How can I show this?
Let $f$ be continuous on $[a,b]$ and differentiable almost everywhere on $(a,b)$. Suppose there is a nonnegative function $g$ that is integrable over $[a,b]$ and $$|Diff_{\frac{1}{n}}f|\leq g$$ almost everywhere on $[a,b]$ for all $n$. Show that $$\int_a^b f'=f(b)-f(a),$$
where $$Diff_hf=\frac{f(x+h)-f(x)}{h}.$$ This is actually problem number 51 (Chapter 6) in Royden's Real Analysis 4th Ed.
Thanks!
Let me use the notation $(\Delta_h f) (x) = \frac{f(x+h)-f(x)}{h}$, and note that for $h >0$, $\Delta_h f$ is defined on $[a,b-h]$.

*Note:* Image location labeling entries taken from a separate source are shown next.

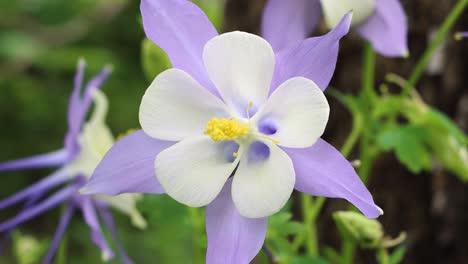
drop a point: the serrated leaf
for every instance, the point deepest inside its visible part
(154, 59)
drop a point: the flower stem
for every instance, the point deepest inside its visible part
(368, 77)
(197, 233)
(435, 43)
(62, 251)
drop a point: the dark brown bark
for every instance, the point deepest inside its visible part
(431, 207)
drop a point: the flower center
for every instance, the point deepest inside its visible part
(226, 129)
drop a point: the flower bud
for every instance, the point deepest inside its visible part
(368, 233)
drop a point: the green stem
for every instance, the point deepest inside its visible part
(198, 230)
(382, 256)
(368, 77)
(435, 43)
(347, 251)
(309, 219)
(62, 251)
(311, 208)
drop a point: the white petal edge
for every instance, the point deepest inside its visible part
(262, 188)
(175, 106)
(334, 10)
(300, 111)
(241, 66)
(194, 171)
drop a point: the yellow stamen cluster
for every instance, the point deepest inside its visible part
(225, 129)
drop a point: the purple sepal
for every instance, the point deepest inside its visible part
(62, 227)
(232, 238)
(39, 208)
(92, 221)
(52, 159)
(128, 167)
(40, 187)
(387, 29)
(79, 105)
(285, 23)
(314, 58)
(321, 170)
(181, 29)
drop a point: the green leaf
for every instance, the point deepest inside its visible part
(65, 59)
(397, 255)
(408, 142)
(15, 45)
(214, 10)
(332, 255)
(387, 106)
(447, 142)
(28, 249)
(154, 59)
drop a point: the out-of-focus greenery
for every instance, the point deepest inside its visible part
(40, 44)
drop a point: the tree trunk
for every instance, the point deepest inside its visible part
(431, 207)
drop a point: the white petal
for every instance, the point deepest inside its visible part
(263, 181)
(95, 139)
(241, 66)
(334, 10)
(175, 106)
(194, 170)
(299, 112)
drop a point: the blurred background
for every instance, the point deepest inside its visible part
(42, 40)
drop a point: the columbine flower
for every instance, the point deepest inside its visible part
(232, 106)
(381, 22)
(85, 145)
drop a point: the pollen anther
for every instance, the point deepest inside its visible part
(225, 129)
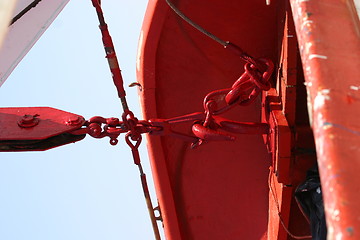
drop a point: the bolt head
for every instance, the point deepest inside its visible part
(28, 121)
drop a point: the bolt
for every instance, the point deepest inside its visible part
(74, 120)
(28, 121)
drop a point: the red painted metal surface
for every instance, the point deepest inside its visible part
(223, 190)
(329, 41)
(37, 128)
(218, 190)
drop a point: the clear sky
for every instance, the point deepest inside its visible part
(90, 189)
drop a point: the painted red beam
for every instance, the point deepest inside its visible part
(329, 41)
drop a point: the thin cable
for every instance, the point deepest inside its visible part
(279, 213)
(226, 44)
(24, 11)
(195, 25)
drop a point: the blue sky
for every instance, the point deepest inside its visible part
(90, 189)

Then \begin{eqnarray} \int_a^{b-h} \Delta_h f &=& \frac{1}{h} \int_a^{b-h} (f(x+h)-f(x)) dx \\ &=& \frac{1}{h} \left( \int_a^{b-h} f(x+h) dx - \int_a^{b-h} f(x) dx\right) \\ &=& \frac{1}{h} \left( \int_{a+h}^{b} f(x) dx - \int_a^{b-h} f(x) dx\right) \\ &=& \frac{1}{h} \left( \int_{b-h}^{b} f(x) dx - \int_a^{a+h} f(x) dx\right) \\ \end{eqnarray} Since $f$ is continuous, we see that $\lim_{h \downarrow 0} \int_a^{b-h} \Delta_h f = f(b)-f(a)$.
Furthermore, we see that $\lim_{h \downarrow 0} (\Delta_h f)(x) = f'(x)$ ae.
We are only a small technical detail away from using the dominated convergence theorem. Define $\phi_h(x) = \begin{cases} (\Delta_h f) (x), & x \in [a,b-h] \\ 0, & \text{otherwise}\end{cases}$. We see that $\int_a^b \phi_h = \int_a^{b-h} \Delta_h f$, and $\lim_{h \downarrow 0} \phi_h (x) = f'(x)$ ae.
We have $|\phi_{\frac{1}{n}} | \le g$ ae., hence we have $\lim_{n \to \infty} \int_a^b \phi_{\frac{1}{n}} = \int_a^b \lim_{n \to \infty} \phi_{\frac{1}{n}}(x) dx$, or in other words, $\int_a^b f' = f(b)-f(a)$.